Context Somatic-cell co-culture of intracytoplasmic sperm injection (ICSI) buffalo embryos has not been reported earlier. Aim This study aimed to determine the effects of buffalo oviductal epithelial-cell, granulosa-cell, and cumulus-cell co-culture on in vitro culture of early embryo development as ICSI and post-activation. Methods Selected oocyte–cumulus complexes were cultured for 19–20 h in 50-μL drop of tissue culture medium (TCM199 + 10% buffalo follicular fluid, hCG 50 IU/mL, 0.02% arbitrary units (AU)/mL follicle-stimulating hormone and 1 μg/mL estradiol-17βE2). Oocytes reaching Metaphase II were subjected to ICSI with immobilised spermatozoa. All ICSI oocytes were activated with calcium ionophore for 5 min, followed by cycloheximide for 5 h. The embryos at 6–8-cell stages were co-cultured. Key results The morula, blastocyst, and hatched blastocyst rates when co-cultured with oviductal epithelial cells were 68.18%, 48.18%, and 30.00% respectively. The morula, blastocyst, and hatched blastocyst rates when co-cultured with cumulus cells were 51.49%, 34.33%, and 16.42% respectively.
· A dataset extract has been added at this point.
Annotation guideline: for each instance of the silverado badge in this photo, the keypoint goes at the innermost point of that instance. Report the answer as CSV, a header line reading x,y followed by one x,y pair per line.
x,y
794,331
The morula, blastocyst, and hatched blastocyst rates when co-cultured with granulosa cells were 52.14%, 32.48%, and 13.68% respectively. Conclusions In vitro maturation buffalo oocytes can be fertilised in vitro with ICSI and co-cultured with different types of cells. Oviductal epithelial cell co-culture was shown to be superior in supporting in vitro embryo development in this study. Implications The oviductal epithelial cells are easy to prepare and may be used for co-culture to increase the efficiency of in vitro production of buffalo embryos.